Following the presentations, Salon Members broke into small-group discussions. Members of my group created a pedagogical moment by sidestepping the suggested topics. There was a spontaneous rush from a couple of Members, and this before the November 8 election, to pursue deeper levels of inquiry into common questions and expectations about how we pursue redevelopment. How, and for whom, do we plan for the future—for the 30-year-olds or the five-year-olds? How do we prioritize community needs—for longtime community residents or for more affluent, younger people who are moving into the community? Who possesses community knowledge and how do we change core belief systems? Do we privilege people who attend meetings, or quiet community leaders who don’t? The example of the Brexit vote came to the fore: the majority of Brits who voted to leave the EU were Baby Boomers, who, some say, resisted change and yearned for the past. The younger generations of Brits, who mostly voted to remain, will have to live most of their lives with the consequences of that choice.

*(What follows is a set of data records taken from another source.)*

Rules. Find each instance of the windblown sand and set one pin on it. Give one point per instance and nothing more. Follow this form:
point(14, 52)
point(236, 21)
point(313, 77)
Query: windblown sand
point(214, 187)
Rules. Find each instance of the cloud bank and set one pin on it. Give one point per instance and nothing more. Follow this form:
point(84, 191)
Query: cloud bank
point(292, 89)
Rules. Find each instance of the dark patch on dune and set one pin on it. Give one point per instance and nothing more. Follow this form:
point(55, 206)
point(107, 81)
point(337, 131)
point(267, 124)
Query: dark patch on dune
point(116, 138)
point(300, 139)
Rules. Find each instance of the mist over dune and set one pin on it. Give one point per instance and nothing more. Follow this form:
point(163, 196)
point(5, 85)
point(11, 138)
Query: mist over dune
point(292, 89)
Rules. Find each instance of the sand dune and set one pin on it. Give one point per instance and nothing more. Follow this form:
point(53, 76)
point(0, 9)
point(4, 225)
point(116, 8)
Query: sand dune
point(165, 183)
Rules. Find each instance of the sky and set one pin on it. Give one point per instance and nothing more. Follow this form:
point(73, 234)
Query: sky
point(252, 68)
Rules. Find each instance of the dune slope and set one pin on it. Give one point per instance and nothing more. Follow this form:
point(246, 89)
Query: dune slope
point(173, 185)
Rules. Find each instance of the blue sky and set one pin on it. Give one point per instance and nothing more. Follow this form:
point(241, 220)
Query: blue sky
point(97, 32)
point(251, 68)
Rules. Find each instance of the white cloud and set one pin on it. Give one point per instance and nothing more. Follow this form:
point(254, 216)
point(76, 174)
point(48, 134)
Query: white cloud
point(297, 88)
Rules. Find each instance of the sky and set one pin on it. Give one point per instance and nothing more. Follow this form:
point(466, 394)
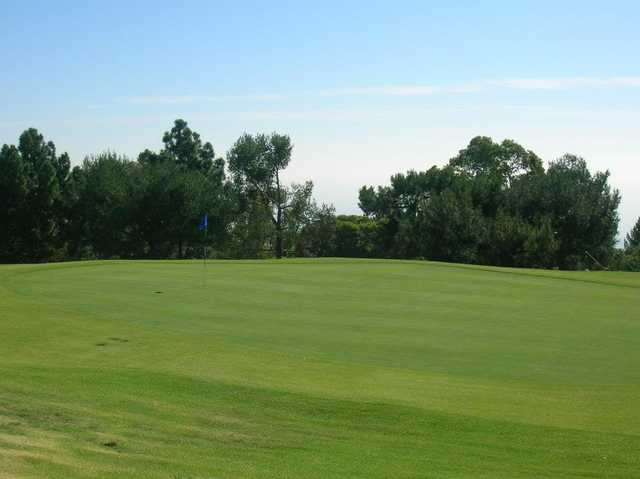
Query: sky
point(365, 89)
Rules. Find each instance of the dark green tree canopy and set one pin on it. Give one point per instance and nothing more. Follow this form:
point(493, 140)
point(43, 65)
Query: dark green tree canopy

The evening closed with a performance piece by members of Honey Pot Performance, who draw on ethnography, sociology, and fieldwork data to feed experimentation with methodologies of moving through space and exploring relationships. The three performers, including Salon Member Meida Teresa McNeal, who is also Cultural Manager for the Chicago Park District, read a poem and presented for the audience a simulated rehearsal in progress. When the audience was invited to contribute responses, it felt like another pedagogical moment—a moment to recognize and reflect back the many dimensions and complicated perceptions of lived experience.
Pedagogical moments come when we are open to them, to the discoveries they bring and the truths they reveal, however inconvenient or uncomfortable. These moments of teaching and learning come when, as Benny Lee testified, we connect with our history, when we resurrect and examine purposefully forgotten, disparate narratives. Or, as David Stovall said, when we complicate things, when we are willing to trouble the waters, and the status quo. When, as Sam Darrigrand noted, we are willing to meet people where they’re at—not where we think they should be. And, as Carol Zou described, when we create spaces and conditions where diverse communities come together to learn, to imagine, and to recognize their shared values, needs, and, above all, their power.
Parts of this blog were originally covered in a story for Newcity magazine.